Capobianco looked at Diaz. “Is the device at all visible?”

“Negative. We’ll set up the ScanX system using all the panels.”

“Any sign of a timer?”

“She mentioned a battery decay. Regardless, she won’t stay still forever.”

“All right.” Capobianco pursed his lips. “Who wants to go? Only one of you.”

“I’m volunteering,” Diaz said, “if the sergeant here can maintain the staging area.”

“Fine with me,” Kahn agreed almost too readily.

While they spoke, Higgins had pulled up in another of the Bomb Squad response trucks. He threw open the back doors, and Diaz shed his body armor and grabbed the x-ray panels.

 

 

A FEW MINUTES LATER, DIAZ
stood by Manis’s kitchen counter with the ScanX panels under his arms. “Don’t be alarmed,” he called across the room.

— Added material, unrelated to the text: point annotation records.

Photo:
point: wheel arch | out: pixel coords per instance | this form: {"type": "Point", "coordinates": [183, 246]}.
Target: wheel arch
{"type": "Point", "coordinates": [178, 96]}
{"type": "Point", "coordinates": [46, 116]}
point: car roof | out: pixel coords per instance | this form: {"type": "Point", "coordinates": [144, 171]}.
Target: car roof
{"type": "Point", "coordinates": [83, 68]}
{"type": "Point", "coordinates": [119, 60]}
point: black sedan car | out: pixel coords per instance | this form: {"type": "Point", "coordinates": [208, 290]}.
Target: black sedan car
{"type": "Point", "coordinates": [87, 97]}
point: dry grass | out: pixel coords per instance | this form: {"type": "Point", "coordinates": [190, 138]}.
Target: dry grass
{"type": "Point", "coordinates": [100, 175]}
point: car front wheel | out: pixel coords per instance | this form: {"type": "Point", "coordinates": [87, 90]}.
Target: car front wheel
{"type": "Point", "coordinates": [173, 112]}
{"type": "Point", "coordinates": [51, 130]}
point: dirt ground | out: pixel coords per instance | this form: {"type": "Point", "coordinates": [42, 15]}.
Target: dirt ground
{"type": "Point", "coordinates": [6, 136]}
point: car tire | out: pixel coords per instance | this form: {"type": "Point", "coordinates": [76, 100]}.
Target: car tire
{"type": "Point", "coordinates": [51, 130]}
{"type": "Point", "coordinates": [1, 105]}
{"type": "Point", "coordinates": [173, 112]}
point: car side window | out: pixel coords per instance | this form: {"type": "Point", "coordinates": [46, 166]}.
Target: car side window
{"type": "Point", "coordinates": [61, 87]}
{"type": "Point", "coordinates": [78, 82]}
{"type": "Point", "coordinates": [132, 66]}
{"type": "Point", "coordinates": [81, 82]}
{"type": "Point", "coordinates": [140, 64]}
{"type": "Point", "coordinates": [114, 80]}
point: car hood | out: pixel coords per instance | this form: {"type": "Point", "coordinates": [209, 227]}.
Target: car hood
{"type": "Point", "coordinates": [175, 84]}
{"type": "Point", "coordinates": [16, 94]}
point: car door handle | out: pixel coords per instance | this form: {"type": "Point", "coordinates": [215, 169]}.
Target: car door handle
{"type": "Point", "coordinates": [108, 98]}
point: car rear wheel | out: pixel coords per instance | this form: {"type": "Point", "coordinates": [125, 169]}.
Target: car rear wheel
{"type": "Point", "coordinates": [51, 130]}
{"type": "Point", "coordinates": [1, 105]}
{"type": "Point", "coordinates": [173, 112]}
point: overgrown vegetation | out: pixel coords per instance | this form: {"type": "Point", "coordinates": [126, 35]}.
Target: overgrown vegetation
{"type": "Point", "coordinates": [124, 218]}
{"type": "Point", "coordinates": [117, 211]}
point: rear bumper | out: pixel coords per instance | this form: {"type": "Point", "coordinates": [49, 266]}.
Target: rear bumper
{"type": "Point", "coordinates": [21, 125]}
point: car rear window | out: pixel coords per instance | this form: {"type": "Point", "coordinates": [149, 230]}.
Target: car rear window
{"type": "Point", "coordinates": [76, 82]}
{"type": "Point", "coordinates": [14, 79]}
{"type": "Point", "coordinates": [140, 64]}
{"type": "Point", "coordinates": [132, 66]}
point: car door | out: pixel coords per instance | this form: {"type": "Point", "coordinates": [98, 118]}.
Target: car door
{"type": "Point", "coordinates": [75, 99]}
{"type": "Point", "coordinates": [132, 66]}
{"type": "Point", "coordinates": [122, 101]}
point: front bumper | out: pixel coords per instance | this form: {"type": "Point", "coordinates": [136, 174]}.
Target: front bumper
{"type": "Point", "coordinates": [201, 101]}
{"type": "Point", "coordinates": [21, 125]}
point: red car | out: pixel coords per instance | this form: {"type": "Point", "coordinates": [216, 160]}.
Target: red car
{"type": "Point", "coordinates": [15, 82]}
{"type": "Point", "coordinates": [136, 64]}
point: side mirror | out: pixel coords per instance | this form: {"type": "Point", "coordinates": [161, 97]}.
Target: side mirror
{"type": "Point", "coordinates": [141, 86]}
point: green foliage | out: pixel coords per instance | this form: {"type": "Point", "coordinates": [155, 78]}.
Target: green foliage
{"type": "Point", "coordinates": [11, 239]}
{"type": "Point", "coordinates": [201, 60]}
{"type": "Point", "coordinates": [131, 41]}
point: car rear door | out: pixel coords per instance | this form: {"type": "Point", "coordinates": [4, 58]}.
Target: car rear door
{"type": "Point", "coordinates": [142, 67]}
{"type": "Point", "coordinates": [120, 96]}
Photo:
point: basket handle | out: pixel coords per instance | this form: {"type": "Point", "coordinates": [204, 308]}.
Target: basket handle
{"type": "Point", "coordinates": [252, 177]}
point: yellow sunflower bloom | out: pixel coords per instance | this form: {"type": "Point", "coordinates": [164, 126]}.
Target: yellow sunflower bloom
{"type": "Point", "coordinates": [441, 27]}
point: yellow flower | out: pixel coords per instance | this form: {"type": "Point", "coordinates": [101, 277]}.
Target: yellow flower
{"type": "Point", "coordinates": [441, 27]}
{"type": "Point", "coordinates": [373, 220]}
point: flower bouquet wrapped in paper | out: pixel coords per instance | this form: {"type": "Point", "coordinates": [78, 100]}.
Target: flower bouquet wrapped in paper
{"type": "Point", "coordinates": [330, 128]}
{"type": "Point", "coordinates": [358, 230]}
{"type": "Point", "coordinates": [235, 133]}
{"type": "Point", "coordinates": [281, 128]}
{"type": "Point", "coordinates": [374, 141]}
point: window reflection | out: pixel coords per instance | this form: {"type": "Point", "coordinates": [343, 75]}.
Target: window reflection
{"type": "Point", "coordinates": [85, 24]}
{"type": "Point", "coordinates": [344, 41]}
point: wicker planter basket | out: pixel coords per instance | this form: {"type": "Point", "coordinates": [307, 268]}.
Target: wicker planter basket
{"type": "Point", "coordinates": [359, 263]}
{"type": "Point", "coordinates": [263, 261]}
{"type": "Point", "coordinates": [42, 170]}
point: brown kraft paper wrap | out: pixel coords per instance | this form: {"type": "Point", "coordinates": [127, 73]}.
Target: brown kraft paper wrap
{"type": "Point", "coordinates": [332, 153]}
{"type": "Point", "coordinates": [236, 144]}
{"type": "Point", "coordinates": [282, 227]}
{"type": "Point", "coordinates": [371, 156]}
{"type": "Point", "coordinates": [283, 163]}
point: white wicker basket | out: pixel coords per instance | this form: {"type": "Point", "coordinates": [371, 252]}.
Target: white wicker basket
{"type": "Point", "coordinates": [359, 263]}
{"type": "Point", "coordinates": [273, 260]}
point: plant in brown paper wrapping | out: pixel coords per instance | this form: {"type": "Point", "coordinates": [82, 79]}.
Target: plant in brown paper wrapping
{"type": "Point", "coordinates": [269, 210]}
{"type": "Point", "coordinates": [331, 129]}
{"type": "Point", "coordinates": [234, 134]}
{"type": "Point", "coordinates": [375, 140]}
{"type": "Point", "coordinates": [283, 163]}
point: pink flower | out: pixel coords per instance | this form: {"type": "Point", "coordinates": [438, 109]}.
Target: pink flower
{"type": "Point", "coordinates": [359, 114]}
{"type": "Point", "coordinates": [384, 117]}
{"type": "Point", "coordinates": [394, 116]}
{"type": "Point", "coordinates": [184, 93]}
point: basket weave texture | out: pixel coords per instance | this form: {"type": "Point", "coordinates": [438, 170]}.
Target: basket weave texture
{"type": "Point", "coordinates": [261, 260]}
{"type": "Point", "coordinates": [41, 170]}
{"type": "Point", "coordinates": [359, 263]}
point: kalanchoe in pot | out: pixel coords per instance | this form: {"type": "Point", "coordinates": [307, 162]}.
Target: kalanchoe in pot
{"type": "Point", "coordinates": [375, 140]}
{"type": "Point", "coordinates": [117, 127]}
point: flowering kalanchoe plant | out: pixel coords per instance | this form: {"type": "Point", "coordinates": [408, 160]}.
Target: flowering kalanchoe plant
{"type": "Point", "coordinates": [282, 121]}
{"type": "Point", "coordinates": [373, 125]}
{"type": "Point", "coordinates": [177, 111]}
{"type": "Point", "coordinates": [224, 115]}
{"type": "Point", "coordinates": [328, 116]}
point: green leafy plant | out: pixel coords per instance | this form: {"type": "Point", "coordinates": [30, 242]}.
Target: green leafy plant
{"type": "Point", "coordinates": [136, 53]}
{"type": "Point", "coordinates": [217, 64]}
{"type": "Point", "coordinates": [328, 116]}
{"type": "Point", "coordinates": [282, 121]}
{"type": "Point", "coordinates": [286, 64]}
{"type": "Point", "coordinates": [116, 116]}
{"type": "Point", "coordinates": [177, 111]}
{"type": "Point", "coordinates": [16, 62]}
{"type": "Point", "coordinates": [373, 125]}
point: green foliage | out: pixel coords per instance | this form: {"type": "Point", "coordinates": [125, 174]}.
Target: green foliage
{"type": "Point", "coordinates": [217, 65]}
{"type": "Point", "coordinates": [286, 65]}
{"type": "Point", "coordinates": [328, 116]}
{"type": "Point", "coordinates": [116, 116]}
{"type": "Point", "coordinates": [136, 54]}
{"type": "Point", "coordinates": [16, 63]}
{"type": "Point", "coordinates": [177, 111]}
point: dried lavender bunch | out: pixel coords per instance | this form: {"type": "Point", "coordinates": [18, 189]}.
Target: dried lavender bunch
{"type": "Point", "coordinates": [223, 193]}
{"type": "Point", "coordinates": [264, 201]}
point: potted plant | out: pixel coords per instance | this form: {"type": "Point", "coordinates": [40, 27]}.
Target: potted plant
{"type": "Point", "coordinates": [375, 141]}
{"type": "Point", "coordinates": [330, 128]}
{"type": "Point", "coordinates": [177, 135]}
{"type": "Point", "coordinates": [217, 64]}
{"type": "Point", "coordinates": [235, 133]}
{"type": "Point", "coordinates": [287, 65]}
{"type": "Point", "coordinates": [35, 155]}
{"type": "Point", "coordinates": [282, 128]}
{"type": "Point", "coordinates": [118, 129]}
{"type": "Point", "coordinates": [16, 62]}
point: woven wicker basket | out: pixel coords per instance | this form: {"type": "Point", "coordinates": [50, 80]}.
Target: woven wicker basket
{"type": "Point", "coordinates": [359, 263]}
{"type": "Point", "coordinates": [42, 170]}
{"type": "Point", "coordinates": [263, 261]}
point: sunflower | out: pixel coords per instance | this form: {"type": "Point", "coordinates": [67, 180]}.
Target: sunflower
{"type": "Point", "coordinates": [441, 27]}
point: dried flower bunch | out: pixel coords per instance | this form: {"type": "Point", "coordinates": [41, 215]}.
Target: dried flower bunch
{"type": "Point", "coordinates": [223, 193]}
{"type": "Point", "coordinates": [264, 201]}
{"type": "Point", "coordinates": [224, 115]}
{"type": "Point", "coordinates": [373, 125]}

She didn’t reply. Stress could exhaust a person. He wondered whether she’d fallen asleep. If so, that would be very bad. She might wake up and reflexively lift her weight from the bed.

He approached at a measured pace, carrying the panels in front of him as lightly as he could. If the bomb detonated, they’d become shrapnel that would cut him to ribbons, but he consoled himself with the notion that he’d be dead before he felt a thing. His plan was to analyze whatever image he could get of the bomb and then formulate a disarming strategy from there. The disrupter out in the truck could render the device safe if he got a good look, but the disrupter was a remote tool that you could only use in a non-life-threatening situation. This would be hand-entry all the way.

A few steps later he was close enough to place the panels. As he leaned them against the side of the bed, Ritchie opened her eyes. The sight hit Diaz like a jolt.

“Don’t move,” he said.

“I wasn’t planning on it.”

Diaz became aware that he was already sweating profusely. He closed his eyes and inhaled deeply. He opened them again, calmer now. Her face had been smashed and she was naked as a jaybird and presumably lying atop a bomb in an alcove with her arms and legs strapped down in the shape of an X. If he didn’t know better, he’d think it was a sadomasochistic set-up. Then again, in a manner of speaking, maybe it was. Regardless, for all that he’d seen at home and at war, Diaz didn’t think he’d ever witnessed anyone in so compromising a position. It was a hell of a price to pay for your sexual perversions.

“Who called the cops?”

“Lewis.”

“He still around?”

“I don’t think so, but he’s not my problem anymore.”

Diaz let some air out of his lungs. It sounded like the dropped tail didn’t matter. Salinowsky and Manis hadn’t crossed paths today. Sallye and the Bomb Squad would find themselves in this situation either way.

“Everything’s gonna be okay,” he said, as much to himself as to the nurse. “I’m just assessing the situation. We’ll x-ray what’s under the mattress. Could be things aren’t as bad as you presume.”

“If you believe that, you guys don’t know Warren at all. He’s a freak, but a clever one. Especially when provoked.” She huffed ironically. “In fact, you get the best out of him when he’s provoked. Everyone saw what he did to those others and I saw the look in his eyes when he left here. He’s devious as hell. I’d watch my step if I were you.”